仏教では、この世に起こることはすべて「因果応報」であると捉えています。善きことをすれば善き結果を招く、悪しきことをすれば悪しき結果を招く。つまり日頃から「徳」を積むことによって不運から逃れ、幸運を呼ぶ流れを整えることができると言われてきました。

人間にも根っから凶悪な人はなかなかいません。同じように、本当に悪い霊というのはほとんどいないのです。ただただ寂しい。恨みが消えない。または、心残りがあったり、善悪の区別がつかなかったり……。

ですが、誰かを裏切ったという罪悪感を抱いている人にとっては、幽霊という存在は、恐怖でしかないでしょう。一方で、愛する人を亡くし、再会したいと願っておられる方には、奇跡として感じられます。つまり、幽霊を見た時にどう捉えるかは、生きている人の心次第だと言えるのです。

私は仮に、「三木大雲」と書かれた藁人形が五寸釘で木に打ちつけられていたとしても気にしません。「呪い」は、人の怒りや恨みから生まれるもの。「誰の仕業かな? もしかしてあの人か……」と考えているうちに、その呪いに搦(から)めとられてしまうからです。悪意をはねのけるためには、自らの行いを振り返りましょう。

そして、自分は人に恨まれるようなことはしていないという確信があるなら、気にする必要はありません。もし心当たりがあるなら、お祓いをするとともに、悔い改める必要があります。

なお、呪いは、直接的・間接的に相手にぶつけた後は、必ず《生みの親》に戻ってくると言われているので、ご注意を。

ご先祖さまに祟られるなどと怯えている人もいますが、先祖霊が子孫に祟るなど、まずありえません。たとえば、亡くなったはずの家族の顔が写真に写っていたら……。あなたが怖いと感じるのは、長い間その方のことを忘れていたからではないでしょうか。毎朝手を合わせているなら、守られていると感じることができるでしょう。

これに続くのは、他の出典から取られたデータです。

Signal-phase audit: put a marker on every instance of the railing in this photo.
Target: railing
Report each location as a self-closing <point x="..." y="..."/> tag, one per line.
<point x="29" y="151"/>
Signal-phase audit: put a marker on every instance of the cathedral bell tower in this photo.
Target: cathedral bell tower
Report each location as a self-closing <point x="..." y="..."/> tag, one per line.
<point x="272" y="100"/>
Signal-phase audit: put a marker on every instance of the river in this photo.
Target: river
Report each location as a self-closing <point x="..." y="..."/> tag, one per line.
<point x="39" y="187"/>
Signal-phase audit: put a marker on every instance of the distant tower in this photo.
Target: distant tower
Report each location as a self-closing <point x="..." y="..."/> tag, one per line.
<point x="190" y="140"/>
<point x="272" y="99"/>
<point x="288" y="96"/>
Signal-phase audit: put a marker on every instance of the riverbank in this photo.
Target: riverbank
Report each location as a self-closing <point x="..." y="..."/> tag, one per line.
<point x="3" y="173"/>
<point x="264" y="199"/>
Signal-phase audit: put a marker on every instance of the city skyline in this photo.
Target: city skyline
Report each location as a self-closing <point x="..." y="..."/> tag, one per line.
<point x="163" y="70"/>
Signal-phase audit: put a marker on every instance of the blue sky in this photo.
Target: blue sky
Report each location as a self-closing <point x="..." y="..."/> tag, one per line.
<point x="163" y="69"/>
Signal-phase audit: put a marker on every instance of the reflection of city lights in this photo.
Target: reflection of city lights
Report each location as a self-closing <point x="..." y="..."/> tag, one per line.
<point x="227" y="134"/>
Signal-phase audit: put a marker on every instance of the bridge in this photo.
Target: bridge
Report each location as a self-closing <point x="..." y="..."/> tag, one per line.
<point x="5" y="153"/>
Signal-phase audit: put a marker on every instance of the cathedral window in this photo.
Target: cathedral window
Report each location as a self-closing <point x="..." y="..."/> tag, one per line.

私が恐ろしいと思うのは、家の敷地内にあるお稲荷さんなどの祠を無造作に壊すこと。大変な恨みをかい、不幸を招きます。実際、そうした事例をたくさん見てきました。それまで長年にわたり家を守っていたお稲荷さんからしたら、後足で砂をかけられたようなもの。怒るのも当然ではないでしょうか。つまりは「因果応報」なのです。